Forcing banks to lend to small businesses via the Troubled Asset Relief Program was simply never going to work, and now the evidence is in: on Tuesday, TARP’s special inspector-general released a report stating that bailed-out banks used about $2.1 billion of government largesse to exit TARP, instead of making those funds available to small businesses.

We shouldn’t be surprised by this. Banks operate to maximize profits for their shareholders, and making hundreds of thousands of loans to small businesses would have been much more arduous and costly than a single lump sum repayment of TARP. The banking sector’s profit motive is certainly no secret in the world of finance, and should be rightly lauded by good capitalists everywhere.

In fact, the high rate of bank capitalization, as of late, and low rate of lending to anyone, including small businesses—is not implicitly evil or untoward. To some extent, it’s due to the Federal Reserve’s decision to start paying interest on deposits. The rest is just normal behavior in an uncertain economy. Neither factor looks likely to change in the near future.

But banks aren’t the only source of capital for businesses.

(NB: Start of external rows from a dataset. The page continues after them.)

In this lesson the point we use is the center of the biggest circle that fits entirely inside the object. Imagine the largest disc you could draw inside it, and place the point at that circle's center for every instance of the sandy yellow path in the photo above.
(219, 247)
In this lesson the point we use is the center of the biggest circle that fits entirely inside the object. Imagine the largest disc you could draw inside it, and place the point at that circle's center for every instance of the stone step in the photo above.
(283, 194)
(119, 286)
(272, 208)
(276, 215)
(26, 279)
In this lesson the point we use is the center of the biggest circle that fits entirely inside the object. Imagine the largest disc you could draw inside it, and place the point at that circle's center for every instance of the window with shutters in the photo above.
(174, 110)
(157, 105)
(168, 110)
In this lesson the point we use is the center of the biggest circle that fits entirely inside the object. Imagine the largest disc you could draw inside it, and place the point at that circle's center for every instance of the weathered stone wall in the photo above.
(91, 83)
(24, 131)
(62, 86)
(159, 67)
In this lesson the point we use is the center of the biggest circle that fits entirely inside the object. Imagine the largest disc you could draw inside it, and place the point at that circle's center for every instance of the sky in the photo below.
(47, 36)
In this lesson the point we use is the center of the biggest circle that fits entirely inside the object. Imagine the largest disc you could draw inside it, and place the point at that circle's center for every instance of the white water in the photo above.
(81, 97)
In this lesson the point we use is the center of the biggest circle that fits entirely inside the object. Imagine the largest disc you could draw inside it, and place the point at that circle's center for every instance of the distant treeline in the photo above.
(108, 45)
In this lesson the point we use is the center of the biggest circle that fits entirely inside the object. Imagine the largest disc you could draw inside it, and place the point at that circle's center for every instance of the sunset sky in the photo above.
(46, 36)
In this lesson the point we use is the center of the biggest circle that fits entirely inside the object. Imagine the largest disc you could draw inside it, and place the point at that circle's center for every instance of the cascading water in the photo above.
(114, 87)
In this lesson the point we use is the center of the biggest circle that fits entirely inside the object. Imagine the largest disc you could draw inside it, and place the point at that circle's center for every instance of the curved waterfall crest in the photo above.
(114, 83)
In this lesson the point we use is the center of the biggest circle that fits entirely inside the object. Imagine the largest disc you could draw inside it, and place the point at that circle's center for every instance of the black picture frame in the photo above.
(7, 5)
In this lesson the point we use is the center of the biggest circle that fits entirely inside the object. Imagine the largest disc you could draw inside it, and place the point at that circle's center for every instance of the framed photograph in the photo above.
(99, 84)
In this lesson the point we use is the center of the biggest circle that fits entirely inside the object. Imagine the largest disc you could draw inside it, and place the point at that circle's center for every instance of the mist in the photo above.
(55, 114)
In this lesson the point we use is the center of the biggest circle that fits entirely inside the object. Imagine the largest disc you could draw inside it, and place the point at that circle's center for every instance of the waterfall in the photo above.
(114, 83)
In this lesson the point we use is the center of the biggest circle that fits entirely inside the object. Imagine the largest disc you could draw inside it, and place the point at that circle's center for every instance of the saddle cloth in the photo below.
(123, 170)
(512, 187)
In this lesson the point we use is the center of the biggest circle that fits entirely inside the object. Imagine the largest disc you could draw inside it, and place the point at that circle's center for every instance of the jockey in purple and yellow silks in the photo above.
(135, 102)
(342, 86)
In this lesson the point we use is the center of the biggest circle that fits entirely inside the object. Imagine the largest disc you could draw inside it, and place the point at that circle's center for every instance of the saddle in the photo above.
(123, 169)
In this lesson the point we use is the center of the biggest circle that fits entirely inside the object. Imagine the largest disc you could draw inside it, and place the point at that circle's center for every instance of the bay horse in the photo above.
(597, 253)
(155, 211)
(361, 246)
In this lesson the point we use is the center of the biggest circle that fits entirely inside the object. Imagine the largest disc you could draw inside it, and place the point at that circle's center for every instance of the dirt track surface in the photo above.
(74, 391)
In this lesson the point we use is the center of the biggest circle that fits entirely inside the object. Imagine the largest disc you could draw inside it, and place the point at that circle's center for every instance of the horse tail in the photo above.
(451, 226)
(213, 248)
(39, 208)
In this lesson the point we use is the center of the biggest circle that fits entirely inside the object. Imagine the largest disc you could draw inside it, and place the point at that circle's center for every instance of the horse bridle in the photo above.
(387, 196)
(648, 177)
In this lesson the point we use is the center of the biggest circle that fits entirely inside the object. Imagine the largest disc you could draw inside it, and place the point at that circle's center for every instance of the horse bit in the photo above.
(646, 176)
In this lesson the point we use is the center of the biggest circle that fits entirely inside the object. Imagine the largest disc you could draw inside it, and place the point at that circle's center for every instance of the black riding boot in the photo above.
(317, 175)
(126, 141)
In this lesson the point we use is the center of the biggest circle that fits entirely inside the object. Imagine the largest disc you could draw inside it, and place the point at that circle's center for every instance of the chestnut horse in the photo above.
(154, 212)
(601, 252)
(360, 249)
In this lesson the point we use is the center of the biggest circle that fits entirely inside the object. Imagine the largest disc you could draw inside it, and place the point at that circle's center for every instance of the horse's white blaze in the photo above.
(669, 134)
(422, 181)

In an environment where they clearly don’t have any interest in lending, we need to look elsewhere for small business credit.

Enter our friendly neighborhood credit union. They operate as not-for-profits and their creditors are their members. This fact, that credit unions are beholden to their members, and not shareholders, informs a huge methodological difference in their approach to lending.

With the big mega-banks, CEOs and managers focus on the expectations of shareholders. Credit unions focus exclusively on the needs of their members. All “profits” are either paid out to members as dividends or reinvested for even more lending.

So, then, what stops credit unions from lending to their small business members? An arbitrary lending cap imposed in the 1990s, mostly at the behest of banks who were wary that competition would impede their profits.  Raising the member business lending cap (currently up for discussion in the House) would give small businesses immediate access to about $13 billion, or six times the amount of misused TARP funds.  It is an obvious fix, for a frankly untenable situation for small businesses in dire need of capital.

The government tried to provide a solution in TARP, which helped some of the banks, but didn’t help small businesses at all. Now let’s give credit unions a crack at it.